Is this statement a fallacy of necessity for The Grand Design?
“A scientific law is not a scientific law if it holds only when some supernatural being decides not to intervene.”
Fallacy of necessity: a degree of unwarranted necessity is placed in the conclusion based on the necessity of one or more of its premises.
In this case the premise seems to be:
If some supernatural being decides not to intervene,
And the conclusion seems to be:
then anything considered to be a scientific law cannot hold.
Hawking espouses Pierre-Simon LaPlace’s determinism to assert that anything supernatural can be neither a first cause nor modifier of either physical, scientific, or natural law. It further seems that all three types of laws that Hawking mentions are considered synonymous. Therefore, no supernatural or causal entity can either suspend or modify those laws, if they are to be considered laws. Not only that, but even if a supernatural entity is presumed to exist, the only way these laws can be laws is if the supernatural entity is forced into non-existence. If any supernatural entity is permitted to exist, then that supernatural entity may then refuse to alter the laws. Altering any of these laws is what Hawking calls a miracle. So, if the supernatural entity alters or refuses to alter what these laws appear to be by performing or not performing miracles, then they are not laws. That is to say that any possibility of miracle invalidates anything that appears to be a physical, scientific, or natural law. This is effectively saying that no metaphysical explanation is warranted in any scientific law. It is also saying that only humans get to decide what is or is not a scientific law, since any supernatural involvement disqualifies itself from being the thing that establishes or sustains laws of nature.

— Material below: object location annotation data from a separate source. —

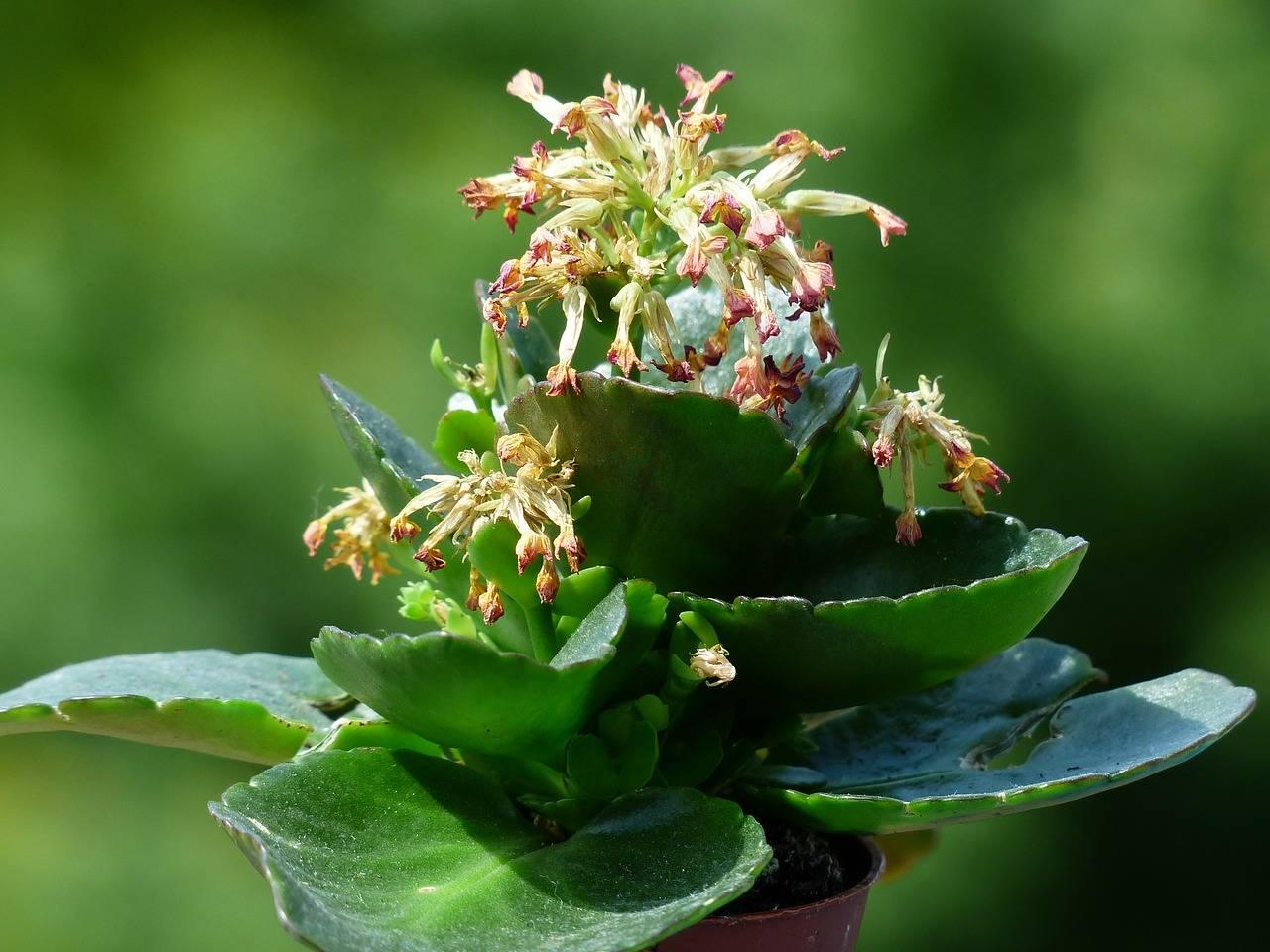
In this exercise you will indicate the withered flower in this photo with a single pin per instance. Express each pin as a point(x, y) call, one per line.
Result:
point(359, 539)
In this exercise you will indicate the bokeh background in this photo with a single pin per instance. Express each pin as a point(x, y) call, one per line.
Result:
point(203, 204)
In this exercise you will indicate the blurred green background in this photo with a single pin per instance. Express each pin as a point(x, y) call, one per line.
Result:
point(203, 204)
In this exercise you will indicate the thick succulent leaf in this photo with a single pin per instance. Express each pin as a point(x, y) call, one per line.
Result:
point(463, 429)
point(944, 756)
point(818, 412)
point(532, 348)
point(698, 311)
point(373, 851)
point(462, 693)
point(254, 707)
point(689, 490)
point(876, 620)
point(391, 461)
point(846, 480)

He then infers from this determinism that humans are merely biological machines that are subject only to physical laws by stripping out the possibility of free will. If the assertion of Laplace’s determinism is then used to necessitate an absence of free will, then how is it that only humans establish the warrant for scientific law? If humans are merely biological automatons, then isn’t the deterministic nature of their scientific law necessarily bound within their programming? If humans are externally influenced and programmed by physical laws, then physical laws necessarily determine the programmatic limitations and the intellectual capacity of the organisms that these laws serve to enliven. So, which is more intelligent, the physical laws that write the programs or the biological machines that run them?
Consider the biological machines, which have the most sophisticated and elaborate programming. And then consider that only those most brilliant machines are the determinists of scientific law, even though they admittedly do not fully understand how those laws work. If any scientific law is posited by anything other than the biological machine, it would be offered supernaturally. If so, then the biological machine invalidates the scientific law due to being supernaturally dependent and, therefore, unnecessary. Therefore, it seems that a degree of unwarranted necessity is placed on the validity as well as the ontology of scientific law based on the necessity of the biological machine’s unwillingness to receive neither a supernatural influence nor explanation. Apart from the imagination of the biological machine, scientific, physical and natural laws are both necessarily invalidated and necessarily non-existent.
This seems to be a fallacy of necessity that necessarily eliminates God from the equation of scientific law, but without necessarily eliminating the plausibility of God. The effect of the elimination is to render as impossible the intervention or intended intervention of God. This is to necessarily assert that any concept of miracle is defined as anything that disrupts the existing concept of scientific law. Once disrupted by any metaphysical process, it cannot be included in the set of scientific, physical, or natural laws. This fallacy of necessity renders any conceivable metaphysical phenomena as necessarily exclusive of scientific law. Ergo, we have non-overlapping magisteria by way of the fallacy of necessity imposed by certain scientific thinkers, who exclude any metaphysical premise from the formulation of any scientific law. This is not because the fallacy necessarily dismisses God, but that the presumption of determinism necessarily warrants exclusion of metaphysical phenomena from being qualified into scientific law.
No wonder someone once said that EGO stands for Easing God Out.